INTRODUCTION

Arthur est dans son bureau à consulter des parchemins les sourcils froncés.

Des hurlements en provenance du couloir se font entendre, il se lève, ferme la porte puis retourne s'asseoir à sa table de travail.

Les hurlements continuent de plus belle, et parviennent à déconcentrer le roi malgré la porte close. ARTHUR interrompt son travail attendant qu'ils se calment, ce qui n'arrive pas. Excédé il se lève quitte la pièce et d'un pas décidé se dirige vers la source des cris : les cellules de Kaamelott.

ACTE I

Intérieur jour – Les cachots

ARTHUR et VENEC

Arthur apparait en bas de l'escalier qui débouche dans les cachots.

ARTHUR (criant)
C'est pas fini d'brayer, on vous entend d'en haut !

VENEC
He ben c'est pas trop tôt ! Une plombe que j'm'égosille.

ARTHUR
Pourquoi ça m'étonne pas de vous voir au cachot ?

VENEC
Non mais Sire croyez-moi, c'est pour moins qu'une broutille.

ARTHUR (dubitatif)
Je vous connais mon vieux, j'ai des raisons d'douter.

VENEC
Mais cette fois je vous jure, j'mérite même pas c'te peine
Je turbinais tranquille, sur mon stand au marché
Quand Bohort ordonna à la garde qu'elle m'emmène
Et pour prose illégale, pour trois jours m'a bouclé.

ARTHUR
Ah voilà donc toute l'histoire ! Défaut d'Alexandrin
Avez-vous oublié, qu'en ce jour on rimait ?

VENEC
J'étais dans le coltard… C'était tôt le matin.

ARTHUR
Je concède cependant que la peine est sévère.

VENEC
Libérez-moi alors ! Ici c'est pas très drôle.

ARTHUR
A la seule condition que vous fassiez en vers
Le discourt qui tantôt vous a valu la geôle.

VENEC
Et je s'rai libéré ?

(ARTHUR opine du chef)

Ca roule, on est parti :
Approchez brave gens ! J'ai tous ce qu'il vous faut
Pour alléger vos peines, et rendre plus belle vos vie
En soulageant vos bras, les muscles de votre dos :
De magnifiques gars des belles îles Éoliennes,
De solides chinois, de dociles irlandaises
Ils aideront madame dans ses tâches quotidiennes
Et monsieur dans les champs pour labourer la glaise
Pour une somme modique, une très belle affaire
Trois pièces d'or le chin'toc, pour le grec une de plus
Et pour tous les clients qui prendraient une paire
C'est pour moi, c'est cadeau, une irlandaise en sus.

ARTHUR
Vous voilà donc poète et comme promis gracié.
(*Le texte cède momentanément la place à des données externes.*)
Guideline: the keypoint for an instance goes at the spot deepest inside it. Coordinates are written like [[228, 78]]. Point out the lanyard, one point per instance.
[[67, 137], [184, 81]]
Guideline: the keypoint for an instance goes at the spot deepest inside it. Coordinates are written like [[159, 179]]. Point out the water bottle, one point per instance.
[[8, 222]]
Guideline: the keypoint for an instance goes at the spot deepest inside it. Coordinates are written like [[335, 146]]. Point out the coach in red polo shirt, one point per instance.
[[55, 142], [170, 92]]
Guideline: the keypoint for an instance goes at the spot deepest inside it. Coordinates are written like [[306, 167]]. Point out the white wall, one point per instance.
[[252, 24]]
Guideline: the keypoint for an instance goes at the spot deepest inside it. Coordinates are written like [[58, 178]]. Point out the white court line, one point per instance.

(Un gargouillis provenant de l'estomac d'Arthur se fait entendre)

Mais c'est qu'il se fait faim. Il faut que je filoche
Avec toute cette histoire j'ai sauté mon goûter
Karadoc m'a promis de faire une brioche.

(Arthur toune les talons en direction de l'escalier)

VENEC
Hé Sire ! Me laissez pas !

ARTHUR
Où ai-je donc la tête :

(solennel)

Pour commerce d'esclave, et là je suis clément
Trois semaines à croupir au fond d'une oubliette
Vous feront réfléchir.

(ARTHUR tourne les talons une nouvelle fois et s'empare de la torche laissant VENEC dans le noir total)

NOIR

VENEC
Rev'nez ! C'est pas marrant !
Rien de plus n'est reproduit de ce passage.